A question that is very often posed and discussed in the context of cloud computing is the question of job security. Yesterday I came across this article in PCWorld that argues that tech support tends to split into two main areas of expertise: helping the client and maintaining the infrastructure. A migration to cloud computing solutions would strongly affect the second area (no more server management, no more license related work, no more patching). The article also mentions some new opportunities of cloud computing that include the handling of a multiplicity of devices accessing data (mobiles, tables, desktops, laptops), the existential importance of having a powerful and robust Internet pipe, and new forms of data backups (from the cloud to local servers or across the cloud) – and finally recommends system admins to embrace the cloud instead ignoring it.

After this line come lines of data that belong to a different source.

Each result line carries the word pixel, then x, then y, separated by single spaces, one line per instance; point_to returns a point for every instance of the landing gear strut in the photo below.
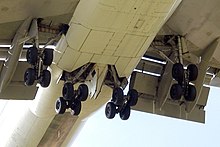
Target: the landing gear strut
pixel 184 77
pixel 74 98
pixel 121 103
pixel 39 60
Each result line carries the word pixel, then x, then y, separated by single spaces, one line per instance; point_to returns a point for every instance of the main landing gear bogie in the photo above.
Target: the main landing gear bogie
pixel 39 61
pixel 72 98
pixel 184 77
pixel 121 103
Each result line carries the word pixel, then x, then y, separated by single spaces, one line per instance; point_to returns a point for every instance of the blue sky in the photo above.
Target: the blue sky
pixel 149 130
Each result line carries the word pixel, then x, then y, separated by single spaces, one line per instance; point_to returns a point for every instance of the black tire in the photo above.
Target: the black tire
pixel 117 96
pixel 192 70
pixel 133 97
pixel 83 91
pixel 125 113
pixel 60 106
pixel 176 92
pixel 29 77
pixel 45 78
pixel 32 55
pixel 178 72
pixel 190 95
pixel 76 107
pixel 47 57
pixel 110 110
pixel 68 91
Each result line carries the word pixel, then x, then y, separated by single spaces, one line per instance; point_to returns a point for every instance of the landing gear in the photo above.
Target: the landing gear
pixel 40 58
pixel 83 92
pixel 125 113
pixel 73 98
pixel 110 110
pixel 29 76
pixel 60 106
pixel 76 107
pixel 68 91
pixel 39 61
pixel 184 77
pixel 45 78
pixel 121 103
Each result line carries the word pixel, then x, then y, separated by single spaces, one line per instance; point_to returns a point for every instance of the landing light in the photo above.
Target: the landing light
pixel 147 73
pixel 153 60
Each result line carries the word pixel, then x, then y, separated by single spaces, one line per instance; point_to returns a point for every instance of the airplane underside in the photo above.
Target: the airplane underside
pixel 105 47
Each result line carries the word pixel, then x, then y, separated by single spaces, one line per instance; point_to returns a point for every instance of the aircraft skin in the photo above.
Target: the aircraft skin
pixel 102 32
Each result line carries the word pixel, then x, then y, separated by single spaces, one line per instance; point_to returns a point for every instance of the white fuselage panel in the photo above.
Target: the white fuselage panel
pixel 111 32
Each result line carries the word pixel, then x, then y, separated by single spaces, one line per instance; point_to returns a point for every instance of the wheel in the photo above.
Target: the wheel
pixel 83 92
pixel 29 77
pixel 176 92
pixel 68 91
pixel 192 71
pixel 64 28
pixel 125 113
pixel 133 97
pixel 190 94
pixel 178 72
pixel 47 57
pixel 45 78
pixel 31 55
pixel 110 110
pixel 60 106
pixel 76 107
pixel 117 96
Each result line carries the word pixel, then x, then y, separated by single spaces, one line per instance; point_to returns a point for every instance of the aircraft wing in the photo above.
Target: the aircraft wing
pixel 199 39
pixel 177 42
pixel 12 77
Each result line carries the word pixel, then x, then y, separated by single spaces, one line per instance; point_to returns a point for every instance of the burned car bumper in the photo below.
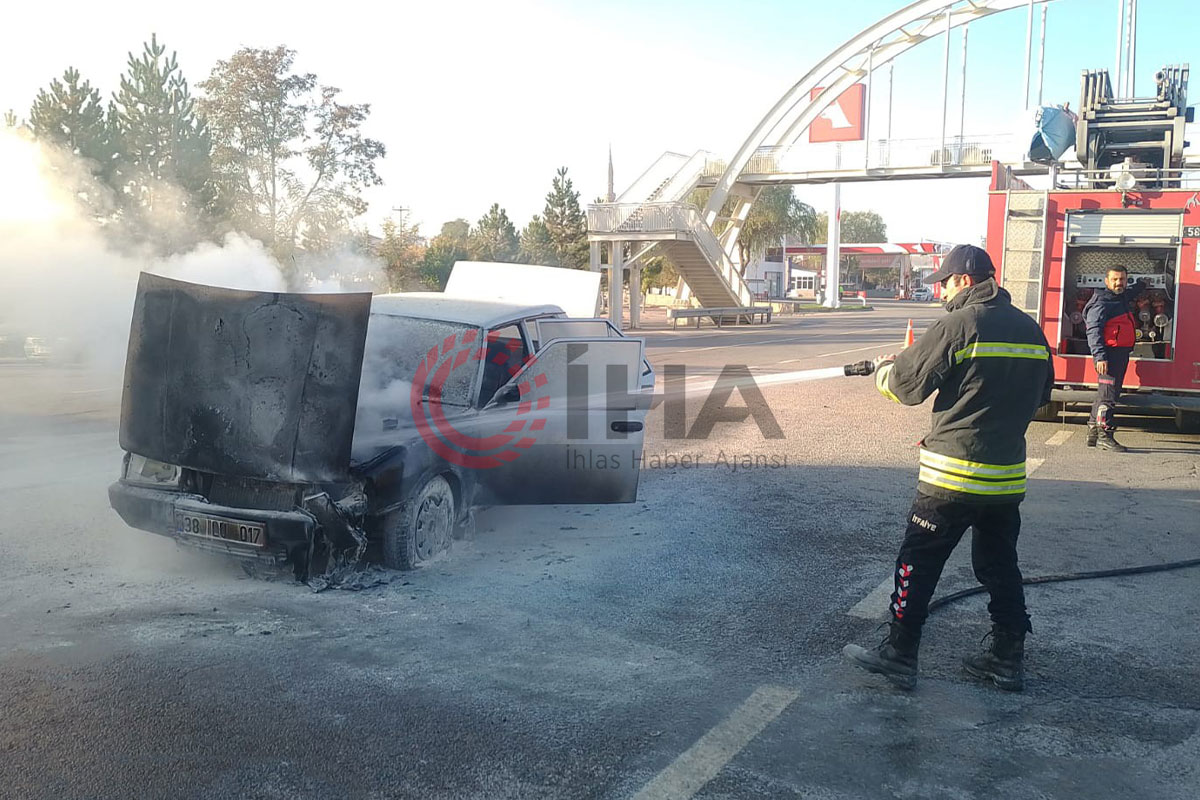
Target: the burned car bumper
pixel 280 534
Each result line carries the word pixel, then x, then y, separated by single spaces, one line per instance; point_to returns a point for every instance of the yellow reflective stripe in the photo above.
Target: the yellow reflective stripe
pixel 967 486
pixel 881 382
pixel 1001 350
pixel 936 461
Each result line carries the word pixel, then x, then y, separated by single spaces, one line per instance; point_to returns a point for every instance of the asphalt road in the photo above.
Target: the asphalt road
pixel 683 645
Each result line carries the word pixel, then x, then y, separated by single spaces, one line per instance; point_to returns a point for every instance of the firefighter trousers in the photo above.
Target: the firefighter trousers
pixel 1105 405
pixel 935 528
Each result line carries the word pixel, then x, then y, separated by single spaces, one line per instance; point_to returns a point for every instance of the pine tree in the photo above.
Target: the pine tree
pixel 402 252
pixel 565 223
pixel 71 115
pixel 165 172
pixel 495 238
pixel 535 244
pixel 439 258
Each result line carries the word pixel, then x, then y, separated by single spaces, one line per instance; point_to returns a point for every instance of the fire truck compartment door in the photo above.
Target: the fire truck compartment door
pixel 576 292
pixel 1125 228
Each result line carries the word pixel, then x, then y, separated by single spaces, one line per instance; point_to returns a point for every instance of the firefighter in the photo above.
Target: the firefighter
pixel 1110 337
pixel 990 366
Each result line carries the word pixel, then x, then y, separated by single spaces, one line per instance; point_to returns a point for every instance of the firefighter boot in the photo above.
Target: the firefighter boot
pixel 895 657
pixel 1002 663
pixel 1105 441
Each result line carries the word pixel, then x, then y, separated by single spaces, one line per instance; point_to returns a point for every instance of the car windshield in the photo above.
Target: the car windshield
pixel 396 347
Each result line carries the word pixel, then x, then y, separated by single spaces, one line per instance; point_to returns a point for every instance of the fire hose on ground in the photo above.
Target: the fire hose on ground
pixel 867 368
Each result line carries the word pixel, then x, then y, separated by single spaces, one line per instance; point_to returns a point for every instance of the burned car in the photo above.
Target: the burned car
pixel 312 429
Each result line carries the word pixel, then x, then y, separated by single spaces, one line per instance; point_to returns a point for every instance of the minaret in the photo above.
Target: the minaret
pixel 612 194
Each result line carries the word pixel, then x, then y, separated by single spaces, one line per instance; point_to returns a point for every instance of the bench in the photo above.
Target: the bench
pixel 720 316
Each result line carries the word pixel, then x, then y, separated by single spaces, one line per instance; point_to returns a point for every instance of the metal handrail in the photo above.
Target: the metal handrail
pixel 673 217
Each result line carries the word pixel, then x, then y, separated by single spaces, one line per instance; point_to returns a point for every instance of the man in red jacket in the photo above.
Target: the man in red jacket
pixel 1110 337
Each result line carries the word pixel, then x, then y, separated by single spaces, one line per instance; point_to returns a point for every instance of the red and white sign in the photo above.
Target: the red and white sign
pixel 843 120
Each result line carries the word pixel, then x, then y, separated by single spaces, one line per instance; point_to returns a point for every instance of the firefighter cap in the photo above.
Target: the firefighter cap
pixel 964 259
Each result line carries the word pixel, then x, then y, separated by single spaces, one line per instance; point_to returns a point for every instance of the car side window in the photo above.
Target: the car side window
pixel 507 353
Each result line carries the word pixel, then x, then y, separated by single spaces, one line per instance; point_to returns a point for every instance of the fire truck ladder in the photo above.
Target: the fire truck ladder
pixel 1025 248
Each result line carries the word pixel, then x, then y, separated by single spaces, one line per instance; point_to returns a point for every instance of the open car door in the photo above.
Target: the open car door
pixel 247 384
pixel 564 329
pixel 576 413
pixel 576 292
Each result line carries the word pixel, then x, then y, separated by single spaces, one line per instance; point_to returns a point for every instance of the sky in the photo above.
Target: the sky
pixel 479 102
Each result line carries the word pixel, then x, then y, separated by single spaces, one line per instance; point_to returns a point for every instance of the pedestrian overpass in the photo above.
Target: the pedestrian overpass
pixel 653 215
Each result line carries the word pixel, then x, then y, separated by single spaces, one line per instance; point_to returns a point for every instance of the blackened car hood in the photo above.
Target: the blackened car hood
pixel 252 384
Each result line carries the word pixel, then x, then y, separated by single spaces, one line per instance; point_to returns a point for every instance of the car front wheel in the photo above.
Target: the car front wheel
pixel 424 527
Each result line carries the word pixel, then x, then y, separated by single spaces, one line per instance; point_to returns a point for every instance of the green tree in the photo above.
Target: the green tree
pixel 565 223
pixel 495 238
pixel 775 212
pixel 857 227
pixel 659 274
pixel 402 254
pixel 291 160
pixel 456 230
pixel 163 170
pixel 537 246
pixel 71 115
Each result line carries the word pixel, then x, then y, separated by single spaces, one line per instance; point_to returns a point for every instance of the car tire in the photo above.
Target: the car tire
pixel 424 527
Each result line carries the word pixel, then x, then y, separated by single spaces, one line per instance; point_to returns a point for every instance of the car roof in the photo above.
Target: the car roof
pixel 435 305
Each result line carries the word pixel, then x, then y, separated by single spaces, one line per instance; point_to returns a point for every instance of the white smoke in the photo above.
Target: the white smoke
pixel 63 281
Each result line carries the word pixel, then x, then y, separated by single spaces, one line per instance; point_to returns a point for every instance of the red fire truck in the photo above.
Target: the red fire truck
pixel 1133 200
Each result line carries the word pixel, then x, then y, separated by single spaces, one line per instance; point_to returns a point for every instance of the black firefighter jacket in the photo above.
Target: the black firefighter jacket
pixel 990 366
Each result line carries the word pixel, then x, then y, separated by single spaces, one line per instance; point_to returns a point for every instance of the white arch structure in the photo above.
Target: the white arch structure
pixel 688 235
pixel 873 47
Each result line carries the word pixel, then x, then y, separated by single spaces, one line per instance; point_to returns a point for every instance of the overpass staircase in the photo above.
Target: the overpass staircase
pixel 654 216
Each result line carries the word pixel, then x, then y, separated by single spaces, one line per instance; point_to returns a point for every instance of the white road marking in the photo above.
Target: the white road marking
pixel 875 605
pixel 795 338
pixel 826 355
pixel 1059 438
pixel 700 764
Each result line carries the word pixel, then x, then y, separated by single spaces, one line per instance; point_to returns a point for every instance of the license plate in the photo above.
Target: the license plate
pixel 231 530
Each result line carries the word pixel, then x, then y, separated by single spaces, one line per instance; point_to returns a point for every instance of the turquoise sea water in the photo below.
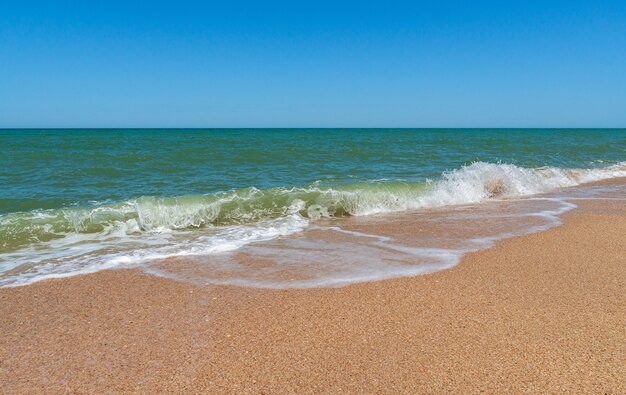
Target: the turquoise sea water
pixel 64 189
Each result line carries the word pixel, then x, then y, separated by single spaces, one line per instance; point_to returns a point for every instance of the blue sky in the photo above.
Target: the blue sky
pixel 313 64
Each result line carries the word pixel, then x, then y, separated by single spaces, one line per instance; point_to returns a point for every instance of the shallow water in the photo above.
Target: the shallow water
pixel 274 208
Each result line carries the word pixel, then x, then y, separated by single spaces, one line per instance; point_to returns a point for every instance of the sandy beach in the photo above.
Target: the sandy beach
pixel 542 313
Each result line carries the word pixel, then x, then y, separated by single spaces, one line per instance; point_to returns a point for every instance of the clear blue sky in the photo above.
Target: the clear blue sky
pixel 313 64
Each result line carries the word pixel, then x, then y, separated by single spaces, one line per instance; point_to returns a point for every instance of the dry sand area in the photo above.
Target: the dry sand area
pixel 543 313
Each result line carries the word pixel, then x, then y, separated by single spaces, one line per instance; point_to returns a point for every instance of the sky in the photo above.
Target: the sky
pixel 108 64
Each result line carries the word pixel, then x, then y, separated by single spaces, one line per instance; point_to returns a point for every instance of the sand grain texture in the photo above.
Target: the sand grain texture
pixel 542 313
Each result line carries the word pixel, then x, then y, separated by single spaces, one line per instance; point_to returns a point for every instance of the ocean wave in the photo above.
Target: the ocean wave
pixel 473 183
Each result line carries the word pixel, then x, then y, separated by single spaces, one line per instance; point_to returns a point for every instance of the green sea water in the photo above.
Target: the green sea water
pixel 96 187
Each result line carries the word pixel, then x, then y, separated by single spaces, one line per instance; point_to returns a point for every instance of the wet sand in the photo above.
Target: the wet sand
pixel 542 313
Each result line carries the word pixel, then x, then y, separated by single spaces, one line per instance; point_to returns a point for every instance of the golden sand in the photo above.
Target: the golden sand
pixel 542 313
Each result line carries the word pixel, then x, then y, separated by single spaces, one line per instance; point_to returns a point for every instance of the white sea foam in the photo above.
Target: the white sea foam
pixel 130 234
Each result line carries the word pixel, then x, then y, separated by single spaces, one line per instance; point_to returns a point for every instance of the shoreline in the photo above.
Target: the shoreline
pixel 535 313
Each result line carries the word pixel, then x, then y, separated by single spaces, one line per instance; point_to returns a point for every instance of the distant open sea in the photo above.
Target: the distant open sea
pixel 76 201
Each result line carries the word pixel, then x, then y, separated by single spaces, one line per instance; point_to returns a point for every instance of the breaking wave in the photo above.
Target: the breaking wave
pixel 474 183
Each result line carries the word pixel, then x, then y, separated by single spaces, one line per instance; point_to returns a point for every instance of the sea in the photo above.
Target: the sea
pixel 285 208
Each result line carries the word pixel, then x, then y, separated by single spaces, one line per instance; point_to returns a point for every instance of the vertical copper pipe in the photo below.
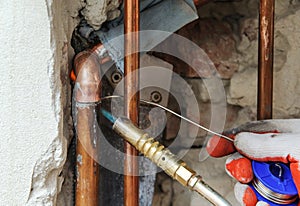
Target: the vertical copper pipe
pixel 87 93
pixel 87 187
pixel 265 59
pixel 131 98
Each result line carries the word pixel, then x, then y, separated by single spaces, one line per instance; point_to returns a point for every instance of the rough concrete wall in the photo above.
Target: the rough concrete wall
pixel 34 113
pixel 230 39
pixel 96 12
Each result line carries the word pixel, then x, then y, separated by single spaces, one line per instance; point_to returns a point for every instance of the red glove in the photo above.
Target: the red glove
pixel 267 140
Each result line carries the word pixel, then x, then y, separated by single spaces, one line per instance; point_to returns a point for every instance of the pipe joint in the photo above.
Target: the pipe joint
pixel 88 81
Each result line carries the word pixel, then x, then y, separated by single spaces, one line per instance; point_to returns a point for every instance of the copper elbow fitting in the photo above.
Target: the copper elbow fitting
pixel 88 80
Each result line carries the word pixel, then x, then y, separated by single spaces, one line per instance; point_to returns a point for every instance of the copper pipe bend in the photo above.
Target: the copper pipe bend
pixel 87 70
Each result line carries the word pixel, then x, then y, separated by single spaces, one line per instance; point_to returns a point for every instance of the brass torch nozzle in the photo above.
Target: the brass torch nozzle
pixel 169 162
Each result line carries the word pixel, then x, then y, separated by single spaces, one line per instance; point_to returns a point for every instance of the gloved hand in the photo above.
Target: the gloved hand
pixel 267 140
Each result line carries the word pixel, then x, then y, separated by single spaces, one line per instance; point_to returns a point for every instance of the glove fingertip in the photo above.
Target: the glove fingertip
pixel 245 195
pixel 219 147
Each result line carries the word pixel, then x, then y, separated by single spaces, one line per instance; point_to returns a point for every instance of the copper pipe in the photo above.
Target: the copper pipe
pixel 265 59
pixel 87 93
pixel 131 98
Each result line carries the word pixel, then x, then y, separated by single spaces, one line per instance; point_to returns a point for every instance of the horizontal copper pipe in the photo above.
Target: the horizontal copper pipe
pixel 265 59
pixel 87 93
pixel 131 98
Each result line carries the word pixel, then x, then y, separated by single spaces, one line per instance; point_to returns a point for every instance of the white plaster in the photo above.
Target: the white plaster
pixel 33 134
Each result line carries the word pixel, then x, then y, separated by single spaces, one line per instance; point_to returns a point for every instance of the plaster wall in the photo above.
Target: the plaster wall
pixel 34 99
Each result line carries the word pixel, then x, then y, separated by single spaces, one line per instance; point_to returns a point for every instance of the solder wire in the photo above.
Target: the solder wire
pixel 272 196
pixel 174 113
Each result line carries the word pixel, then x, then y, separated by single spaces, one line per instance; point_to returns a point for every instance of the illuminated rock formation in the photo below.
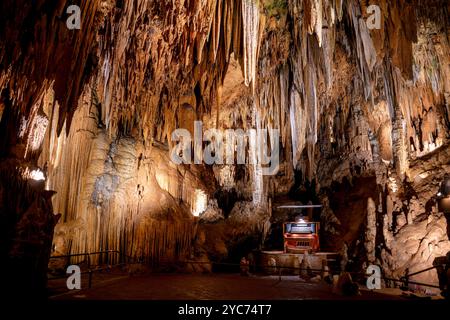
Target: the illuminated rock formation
pixel 363 115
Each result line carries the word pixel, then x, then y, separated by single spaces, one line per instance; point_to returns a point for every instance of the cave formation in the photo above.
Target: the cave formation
pixel 87 119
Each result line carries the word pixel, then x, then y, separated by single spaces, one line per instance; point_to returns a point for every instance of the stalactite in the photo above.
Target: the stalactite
pixel 250 16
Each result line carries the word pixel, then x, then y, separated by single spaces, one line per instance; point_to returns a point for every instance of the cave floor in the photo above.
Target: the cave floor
pixel 207 287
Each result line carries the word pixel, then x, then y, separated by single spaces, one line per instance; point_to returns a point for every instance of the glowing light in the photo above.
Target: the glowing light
pixel 200 204
pixel 37 175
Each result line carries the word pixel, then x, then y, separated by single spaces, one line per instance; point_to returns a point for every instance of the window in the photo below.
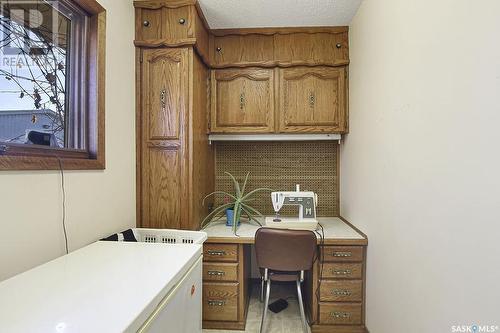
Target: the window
pixel 51 84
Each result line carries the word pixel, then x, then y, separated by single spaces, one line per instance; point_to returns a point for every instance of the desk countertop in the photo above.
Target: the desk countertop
pixel 337 231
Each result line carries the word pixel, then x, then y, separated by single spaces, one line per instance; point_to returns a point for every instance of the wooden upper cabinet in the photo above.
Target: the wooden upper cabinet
pixel 155 26
pixel 171 23
pixel 242 101
pixel 162 115
pixel 320 48
pixel 241 50
pixel 312 99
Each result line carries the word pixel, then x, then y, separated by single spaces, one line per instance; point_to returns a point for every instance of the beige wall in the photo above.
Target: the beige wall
pixel 420 169
pixel 98 202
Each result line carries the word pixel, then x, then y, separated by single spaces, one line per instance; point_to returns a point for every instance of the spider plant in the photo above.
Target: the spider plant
pixel 239 201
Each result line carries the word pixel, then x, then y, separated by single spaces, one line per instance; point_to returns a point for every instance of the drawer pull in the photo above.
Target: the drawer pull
pixel 216 273
pixel 341 292
pixel 216 303
pixel 338 315
pixel 341 271
pixel 216 253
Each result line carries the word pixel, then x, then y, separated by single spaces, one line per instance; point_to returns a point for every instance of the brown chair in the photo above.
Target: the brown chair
pixel 284 255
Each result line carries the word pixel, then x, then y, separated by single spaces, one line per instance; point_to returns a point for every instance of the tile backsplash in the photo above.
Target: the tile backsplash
pixel 281 165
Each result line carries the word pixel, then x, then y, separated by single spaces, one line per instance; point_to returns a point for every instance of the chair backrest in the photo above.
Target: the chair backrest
pixel 285 250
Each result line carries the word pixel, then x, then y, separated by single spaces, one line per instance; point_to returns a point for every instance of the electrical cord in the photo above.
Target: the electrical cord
pixel 63 205
pixel 321 235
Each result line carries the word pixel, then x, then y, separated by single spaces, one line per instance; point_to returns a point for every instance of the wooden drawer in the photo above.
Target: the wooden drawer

The article doesn’t make a difference between small and large organizations, which is missing in my opinion. Many small organizations (with core competence outside IT, but even small software companies) have already started several years ago to outsource IT Management to Managed Service Providers that maintain infrastructure and applications on behalf of their clients. For those small organizations, changing to cloud applications is no big shift anymore.
The big shift will happen within big organizations and the service providers and hosters themselves. But I rather expect the daily work life of an IT administrator more interesting and multi-fold than before. He needs to confront new domains of expertise, work with new tools, and thus acquire some new skills. Just to list a few examples:

  • He will need to work with different cloud models (IaaS, PaaS, SaaS) and with solutions that integrate between different clouds
  • Single-Sign-On and key-management solutions across heterogeneous platforms are particularly important in cloud environments
  • Automation of work-flows and operations via Cloud APIs will leverage the power of cloud computing and drive the development and usage of new tools (like Rightscale, Puppet, or Chef)

Don’t forget that cloud computing doesn’t mean that the operating system will disappear. It is still a part of the cloud stack and maintaining IaaS deployments (like Amazon EC2) require strong Linux or Windows knowledge. IT administrators shouldn’t worry when they read about the rise of cloud computing – there will still be a lot of work to do for them and even more interesting and challenging tasks.